El peso de los comentarios y la madurez
La exposición en redes sociales ha traído consigo una avalancha de opiniones, muchas veces contradictorias. Marta López Álamo admite que, en el pasado, los comentarios sobre su cuerpo llegaron a afectarla y a crearle complejos que antes no tenía. Sin embargo, con el tiempo ha aprendido a gestionar esa presión y a defender su derecho a mostrarse tal y como es. “Las constituciones existen, los tipos de cuerpo existen, no puedes comparar a una mujer con otra”, recalca, subrayando la importancia de no alimentar estereotipos ni expectativas irreales.
La modelo denuncia la doble moral de quienes la critican públicamente y, al mismo tiempo, le piden en privado consejos para adelgazar. Para ella, la delgadez no es un premio ni un objetivo, sino una característica personal que no debería ser motivo de juicio ni de presión social. Marta rechaza la idea de que su imagen sea responsable de los complejos ajenos y reivindica la necesidad de dejar de encasillar a las mujeres por su físico o por su edad. “El problema son los ideales”, sentencia, apostando por una visión más madura y segura de la belleza y la salud.
Responsabilidad social y salud mental
En su entrevista, Marta López Álamo no esquiva la gravedad de los trastornos alimentarios, pero también advierte sobre los riesgos de la obesidad y la importancia de promover la salud en todas sus formas. Su discurso, lejos de buscar polémica, apunta a una reflexión más amplia sobre el papel de las redes sociales en la construcción de la autoestima y la percepción del cuerpo. La modelo insiste en que su experiencia con la anorexia es cosa del pasado, aunque reconoce que las secuelas pueden manifestarse en otros ámbitos de la vida.

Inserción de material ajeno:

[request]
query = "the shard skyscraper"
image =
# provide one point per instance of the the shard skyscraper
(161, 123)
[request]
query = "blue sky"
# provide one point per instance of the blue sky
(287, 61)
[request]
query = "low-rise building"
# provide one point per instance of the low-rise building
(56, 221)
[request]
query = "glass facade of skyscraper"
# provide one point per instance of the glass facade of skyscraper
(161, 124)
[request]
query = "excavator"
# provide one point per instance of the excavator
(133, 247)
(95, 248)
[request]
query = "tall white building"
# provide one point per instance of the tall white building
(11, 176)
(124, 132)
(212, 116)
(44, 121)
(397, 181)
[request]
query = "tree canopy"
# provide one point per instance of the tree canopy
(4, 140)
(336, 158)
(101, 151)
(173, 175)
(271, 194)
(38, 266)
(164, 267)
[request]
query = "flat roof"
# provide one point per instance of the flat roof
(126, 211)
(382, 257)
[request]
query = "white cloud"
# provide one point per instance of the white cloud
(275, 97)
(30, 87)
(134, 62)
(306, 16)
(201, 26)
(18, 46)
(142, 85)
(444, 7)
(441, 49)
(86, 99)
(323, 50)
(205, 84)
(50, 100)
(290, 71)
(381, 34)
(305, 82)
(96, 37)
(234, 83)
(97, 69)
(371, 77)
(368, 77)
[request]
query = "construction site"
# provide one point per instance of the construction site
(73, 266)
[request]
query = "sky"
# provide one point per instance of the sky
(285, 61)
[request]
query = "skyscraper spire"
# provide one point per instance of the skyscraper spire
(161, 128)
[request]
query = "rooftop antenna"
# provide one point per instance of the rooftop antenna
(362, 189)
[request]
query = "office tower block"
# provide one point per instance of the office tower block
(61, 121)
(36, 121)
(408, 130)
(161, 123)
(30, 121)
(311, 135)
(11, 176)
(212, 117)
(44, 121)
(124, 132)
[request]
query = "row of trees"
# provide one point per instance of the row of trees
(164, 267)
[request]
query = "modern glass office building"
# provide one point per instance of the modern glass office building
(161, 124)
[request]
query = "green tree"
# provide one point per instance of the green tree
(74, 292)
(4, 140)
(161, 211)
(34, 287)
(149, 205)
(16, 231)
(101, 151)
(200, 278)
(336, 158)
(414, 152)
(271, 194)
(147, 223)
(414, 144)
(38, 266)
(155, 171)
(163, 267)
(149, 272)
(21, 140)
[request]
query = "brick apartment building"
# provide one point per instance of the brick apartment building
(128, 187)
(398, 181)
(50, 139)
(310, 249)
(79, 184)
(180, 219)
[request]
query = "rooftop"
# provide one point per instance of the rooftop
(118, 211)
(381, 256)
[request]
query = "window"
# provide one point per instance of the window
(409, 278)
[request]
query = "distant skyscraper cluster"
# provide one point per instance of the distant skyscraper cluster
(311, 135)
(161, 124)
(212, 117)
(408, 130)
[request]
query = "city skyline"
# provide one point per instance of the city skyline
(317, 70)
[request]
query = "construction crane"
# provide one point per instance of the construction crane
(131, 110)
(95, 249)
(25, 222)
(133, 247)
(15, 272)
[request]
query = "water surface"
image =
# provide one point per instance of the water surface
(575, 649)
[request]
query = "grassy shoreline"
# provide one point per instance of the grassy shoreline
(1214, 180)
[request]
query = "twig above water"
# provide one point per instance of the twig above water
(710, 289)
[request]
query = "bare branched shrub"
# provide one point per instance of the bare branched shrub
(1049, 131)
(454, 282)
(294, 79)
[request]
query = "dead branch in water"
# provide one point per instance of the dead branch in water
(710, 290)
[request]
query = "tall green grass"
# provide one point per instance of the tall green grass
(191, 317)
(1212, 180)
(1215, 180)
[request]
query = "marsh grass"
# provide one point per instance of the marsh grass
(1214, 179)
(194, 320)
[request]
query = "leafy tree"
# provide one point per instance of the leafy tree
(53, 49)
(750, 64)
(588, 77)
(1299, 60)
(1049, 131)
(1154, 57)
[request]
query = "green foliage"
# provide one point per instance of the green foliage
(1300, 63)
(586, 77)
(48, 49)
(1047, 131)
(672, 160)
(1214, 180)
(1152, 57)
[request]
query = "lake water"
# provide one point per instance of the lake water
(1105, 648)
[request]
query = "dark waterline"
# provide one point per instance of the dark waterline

El testimonio de Marta se suma a una tendencia creciente de figuras públicas que deciden hablar abiertamente sobre sus luchas personales, como ocurrió recientemente con Elsa Pataky y su mensaje sobre el entrenamiento femenino, que también generó debate sobre los estándares de belleza y la presión mediática. En ambos casos, la conversación trasciende lo personal y se convierte en un reflejo de las inquietudes de toda una generación, como se vio en el reciente análisis sobre los mitos del entrenamiento femenino.
Según Divinity, Marta López Álamo ha decidido no dejarse definir por etiquetas ni por la mirada ajena. Su apuesta por la autenticidad y la salud mental la sitúa en una posición distinta dentro del universo influencer, donde la presión por mostrar una vida perfecta sigue siendo una constante. Su historia, lejos de cerrarse, abre nuevas preguntas sobre el papel de las redes y la responsabilidad de quienes marcan tendencia.